A graph representation of core programs. A graph is a flat structure that
can be viewed as a program with a global scope. For example, the Haskell
program
main x = f 1
where
f y = g 2
where
g z = x + z
might be represented by the following flat graph:
graph = Graph
{ graphNodes =
[ Node
{ nodeId = 0
, function = Input
, input = Tup []
, inputType = Tup []
, outputType = intType
}
, Node
{ nodeId = 1
, function = Input
, input = Tup []
, inputType = Tup []
, outputType = intType
}
, Node
{ nodeId = 2
, function = Input
, input = Tup []
, inputType = Tup []
, outputType = intType
}
, Node
{ nodeId = 3
, function = Function "(+)"
, input = Tup [One (Variable (0,[])), One (Variable (2,[]))]
, inputType = intPairType
, outputType = intType
}
, Node
{ nodeId = 4
, function = NoInline "f" (Interface 1 (One (Variable (5,[]))) intType intType)

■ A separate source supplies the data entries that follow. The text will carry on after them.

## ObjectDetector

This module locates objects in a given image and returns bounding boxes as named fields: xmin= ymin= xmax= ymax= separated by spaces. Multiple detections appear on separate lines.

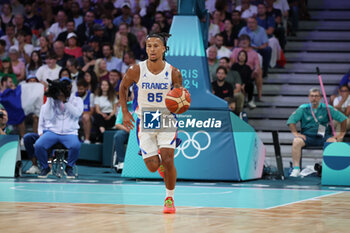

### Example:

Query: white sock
xmin=165 ymin=188 xmax=175 ymax=198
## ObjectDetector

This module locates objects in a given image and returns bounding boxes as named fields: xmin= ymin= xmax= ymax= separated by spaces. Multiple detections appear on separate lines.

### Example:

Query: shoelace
xmin=164 ymin=198 xmax=173 ymax=208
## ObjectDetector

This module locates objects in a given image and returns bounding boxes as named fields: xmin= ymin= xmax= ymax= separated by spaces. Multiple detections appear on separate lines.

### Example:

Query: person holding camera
xmin=0 ymin=104 xmax=8 ymax=135
xmin=34 ymin=77 xmax=84 ymax=179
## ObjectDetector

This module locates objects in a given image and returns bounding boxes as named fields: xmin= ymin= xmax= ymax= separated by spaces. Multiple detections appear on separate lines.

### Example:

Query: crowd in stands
xmin=206 ymin=0 xmax=307 ymax=114
xmin=0 ymin=0 xmax=314 ymax=175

, input = One (Constant (IntData 1))
, inputType = intType
, outputType = intType
}
, Node
{ nodeId = 5
, function = NoInline "g" (Interface 2 (One (Variable (3,[]))) intType intType)
, input = One (Constant (IntData 2))
, inputType = intType
, outputType = intType
}
]
, graphInterface = Interface
{ interfaceInput = 0
, interfaceOutput = One (Variable (4,[]))
, interfaceInputType = intType
, interfaceOutputType = intType
}
}
where
intType = result (typeOf :: Res [[[Int]]] (Tuple StorableType))
intPairType = result (typeOf :: Res (Int,Int) (Tuple StorableType))
XXX Check above code again
which corresponds to the following flat program
main v0 = v4
f v1 = v5
g v2 = v3
v3 = v0 + v2
v4 = f 1
v5 = g 2
There are a few assumptions on graphs:
- All nodes have unique identifiers.
- There are no cycles.
- The input and inputType tuples of each node should have the same shape.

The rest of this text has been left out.